New owner of WCI Steel promises exciting future


Under any other circumstances, the announcement of a $100 million investment in a steel mill in the Mahoning Valley would have been headline news for days, but with General Motors Corp. unveiling plans to build a new generation of compact car at its Lordstown plant, the WCI Steel story got second billing.

Nonetheless, we believe OAO Severstal of Russia has earned editorial recognition and support for pledging to spend millions of dollars to upgrade the Warren facility — over and above the $140 million it paid for the company. WCI was owned by bondholders who had taken control when it emerged from bankruptcy protection in May 2006.

There are several aspects to the story that make it more than just an interesting read.

First, Severstal North America, which was created in 2004 when the Russian company bought a mill in Dearborn, Mich., has become the fourth largest steelmaker in the U.S.

Second, the Warren mill, renamed Severstal Warren, will be undergoing major maintenance work, including a relining of its 96-year-old blast furnace.

Third, the owner is already looking down the road, expressing concern about the average age of 54 of the almost 1,100 employees. During a meeting between company officials and Ed Machingo, a steelworkers union president, and others at the union hall for Local 1375 of the United Steelworkers of America, it was noted that workers are getting close to retirement age and Severstal wants the skills and knowledge of the plant to be passed along. In that regard, the company will ensure that hiring and training programs are in place.

Job attrition

This is significant, given that in recent years the Mahoning Valley’s major employers have pursued a policy of job attrition. Positions that open up due to retirement are not generally filled.

However, it appears the Russians are committed to doing all they can to ensure that their North American operations do not suffer setbacks due to a lack of skilled workers or antiquated equipment.

In addition to relining the blast furnace, at an estimated cost of $40 million, Severstal also wants to upgrade the hot strip mill and install a new pickling facility.

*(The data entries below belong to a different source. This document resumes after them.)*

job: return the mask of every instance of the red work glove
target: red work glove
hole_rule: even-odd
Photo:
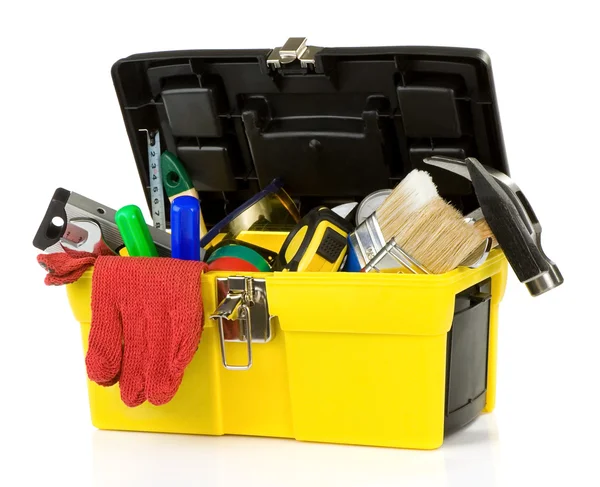
[[[130,407],[169,402],[202,335],[201,276],[207,265],[73,251],[38,261],[50,270],[47,284],[73,282],[94,266],[89,379],[102,386],[119,382]]]

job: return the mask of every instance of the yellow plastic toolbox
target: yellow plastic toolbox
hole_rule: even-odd
[[[277,249],[285,234],[247,235]],[[270,341],[225,342],[216,279],[204,275],[205,329],[174,399],[131,409],[118,386],[88,381],[100,429],[256,435],[305,441],[434,449],[444,434],[496,396],[498,305],[507,262],[493,251],[478,269],[444,275],[249,273],[264,280]],[[68,285],[84,350],[91,272]],[[253,321],[253,327],[255,323]],[[256,323],[258,325],[258,323]]]
[[[208,229],[274,178],[306,213],[360,202],[420,168],[467,214],[478,205],[469,182],[424,158],[473,156],[509,174],[491,66],[479,50],[290,39],[277,49],[137,54],[112,76],[149,208],[142,131],[155,128],[189,172]],[[286,235],[249,229],[238,238],[277,252]],[[67,286],[84,351],[92,275]],[[204,331],[175,397],[129,408],[118,385],[89,382],[92,422],[438,448],[494,409],[506,277],[498,248],[480,267],[439,275],[205,273]],[[226,333],[249,323],[251,332]]]

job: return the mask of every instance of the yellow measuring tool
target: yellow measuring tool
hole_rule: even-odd
[[[351,224],[325,206],[304,216],[279,252],[279,268],[298,272],[336,272],[348,250]]]

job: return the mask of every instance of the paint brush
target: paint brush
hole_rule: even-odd
[[[397,255],[381,259],[378,268],[405,267],[426,273],[448,272],[481,248],[480,229],[447,203],[437,192],[431,176],[420,170],[409,173],[381,206],[363,222],[349,241],[361,268],[389,242]],[[347,269],[352,270],[352,269]]]

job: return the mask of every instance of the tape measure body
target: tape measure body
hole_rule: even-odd
[[[336,272],[346,256],[352,227],[327,207],[307,213],[279,252],[284,272]]]

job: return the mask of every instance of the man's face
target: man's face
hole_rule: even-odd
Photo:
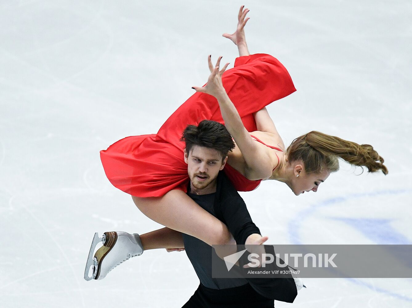
[[[223,169],[227,157],[222,162],[222,155],[216,150],[194,146],[188,153],[185,152],[185,162],[187,164],[187,173],[194,187],[203,189],[218,177]]]

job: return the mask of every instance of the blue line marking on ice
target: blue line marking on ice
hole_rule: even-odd
[[[330,206],[331,205],[339,203],[341,202],[344,202],[348,200],[360,198],[364,197],[377,197],[377,196],[383,195],[396,195],[401,193],[410,193],[412,192],[412,190],[410,189],[401,189],[393,190],[381,191],[372,193],[356,193],[348,195],[345,197],[338,197],[327,199],[322,202],[316,204],[312,204],[311,205],[311,207],[309,209],[303,210],[299,212],[295,218],[290,221],[288,223],[288,229],[289,229],[289,234],[291,240],[292,244],[296,245],[302,245],[302,243],[300,240],[299,235],[299,231],[301,229],[301,225],[302,222],[305,219],[307,219],[315,212],[319,209],[319,208],[322,207]],[[370,232],[371,230],[373,230],[374,232],[376,232],[377,234],[376,236],[373,237],[373,240],[375,240],[377,243],[380,244],[409,244],[411,242],[405,237],[397,231],[396,231],[390,226],[388,224],[390,221],[386,219],[353,219],[351,220],[351,219],[345,218],[332,218],[333,219],[339,219],[345,222],[348,223],[355,228],[360,231],[363,233],[366,234],[368,233],[372,233]],[[369,220],[369,221],[368,222]],[[375,221],[372,221],[375,220]],[[367,226],[362,226],[362,225],[366,221]],[[384,226],[379,226],[379,228],[376,228],[377,225],[379,222],[383,223]],[[358,224],[356,226],[352,224]],[[368,225],[368,223],[369,224]],[[388,236],[384,233],[385,232],[391,233],[391,235]],[[371,235],[371,236],[372,235]],[[371,238],[370,236],[368,237]],[[400,299],[402,299],[407,301],[412,302],[412,298],[407,296],[401,295],[397,293],[393,293],[391,291],[386,290],[381,288],[377,287],[371,284],[367,283],[364,281],[362,281],[358,279],[353,278],[345,278],[350,281],[356,283],[357,284],[363,285],[376,292],[383,293],[384,294],[393,296]]]
[[[389,224],[390,219],[377,219],[370,218],[347,218],[330,217],[349,225],[361,232],[366,237],[376,244],[381,245],[412,244],[406,237],[400,233]]]

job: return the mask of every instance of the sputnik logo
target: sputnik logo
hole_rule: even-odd
[[[230,270],[230,269],[233,267],[233,266],[236,264],[236,262],[239,261],[240,257],[242,256],[245,252],[247,249],[236,252],[232,254],[229,254],[227,256],[223,257],[223,260],[225,260],[225,263],[226,265],[226,268],[227,268],[227,271]]]

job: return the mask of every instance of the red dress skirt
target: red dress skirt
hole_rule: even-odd
[[[286,68],[272,56],[239,57],[225,72],[222,82],[246,129],[256,130],[253,114],[296,91]],[[189,177],[183,159],[186,127],[202,120],[224,124],[218,101],[197,92],[170,116],[157,134],[131,136],[100,151],[108,178],[115,186],[137,197],[159,197],[173,189],[186,192]],[[236,189],[253,190],[260,181],[250,181],[235,169],[225,168]]]

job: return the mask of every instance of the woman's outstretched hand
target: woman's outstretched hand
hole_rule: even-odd
[[[209,56],[208,57],[208,62],[209,64],[209,69],[210,70],[210,75],[207,80],[207,83],[204,87],[192,87],[192,89],[195,89],[196,92],[201,92],[212,95],[217,99],[221,97],[222,95],[226,94],[226,91],[222,83],[222,75],[229,65],[229,63],[226,63],[223,68],[219,70],[219,66],[220,64],[220,60],[222,56],[219,57],[216,65],[213,67],[212,64],[212,57]]]
[[[249,10],[248,9],[243,9],[244,7],[244,5],[242,5],[240,7],[240,9],[239,10],[239,14],[237,16],[237,19],[239,21],[237,24],[237,28],[234,33],[233,34],[225,33],[222,35],[222,36],[229,39],[237,46],[239,46],[242,44],[246,44],[246,38],[245,37],[245,31],[243,28],[245,25],[246,24],[246,23],[249,20],[249,17],[246,19],[245,17]]]
[[[259,265],[257,267],[262,266],[262,255],[266,253],[263,243],[267,240],[269,238],[267,236],[262,236],[260,234],[254,233],[251,234],[246,239],[245,243],[245,248],[248,249],[249,252],[257,254],[259,256],[256,258],[258,260]],[[248,268],[252,267],[249,266],[249,263],[243,266],[243,268]]]

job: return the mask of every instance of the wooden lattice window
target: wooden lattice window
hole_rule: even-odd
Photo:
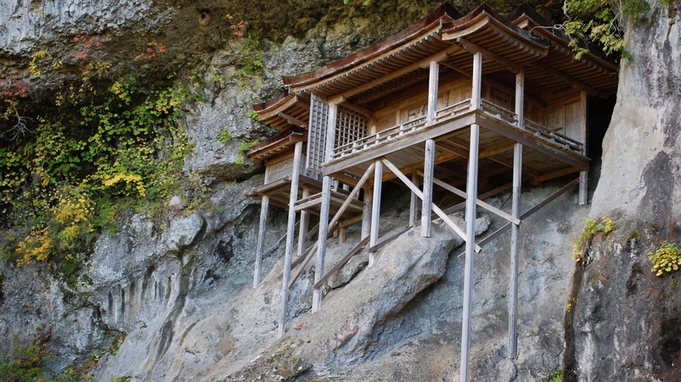
[[[335,147],[364,138],[367,135],[368,127],[368,121],[362,114],[339,107],[338,119],[336,121]]]
[[[307,138],[308,170],[322,173],[322,163],[326,158],[326,129],[329,124],[329,105],[316,94],[310,100],[310,125]]]

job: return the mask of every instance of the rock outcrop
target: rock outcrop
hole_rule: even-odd
[[[627,29],[630,61],[603,142],[589,215],[618,229],[597,236],[577,267],[566,316],[566,381],[679,378],[679,275],[657,277],[648,259],[681,231],[679,3],[655,3]]]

Finally, there is the aspect of Severstal Warren’s needing a secure supply of coke for its steel-making operation. Local governments should work with company officials and the state of Ohio to explore an idea broached by Machingo: The construction of a coke plant on the Warren mill’s property.

Currently, the mill gets about half its coke from a plant located next to it, but that facility is owned by ArcelorMittal, which has indicated that it plans to use all the coke from the facility for its own steel mills. Mittal is the world’s largest steel making company.

The state has already invested in the former WCI Steel facility, having provided a $5 million low-interest, state-back loan in January 2007.

The loan was one piece in a financial package that assured the installation of a new $36 million reheating furnace at WCI.

The seven-year loan carries an interest rate of 1 percent for the first three years and 3 percent for the remainder.

The state of Ohio made a sound investment in the company and in the Mahoning Valley — and now it can ensure that the future of steelmaking in the Valley is put on a firm footing.

The investment being made by the Russians is worthy of Gov. Ted Strickland’s personal interest, just as the decision by GM to build the Cruze to replace the hot-selling Chevrolet Cobalt has become a priority for him.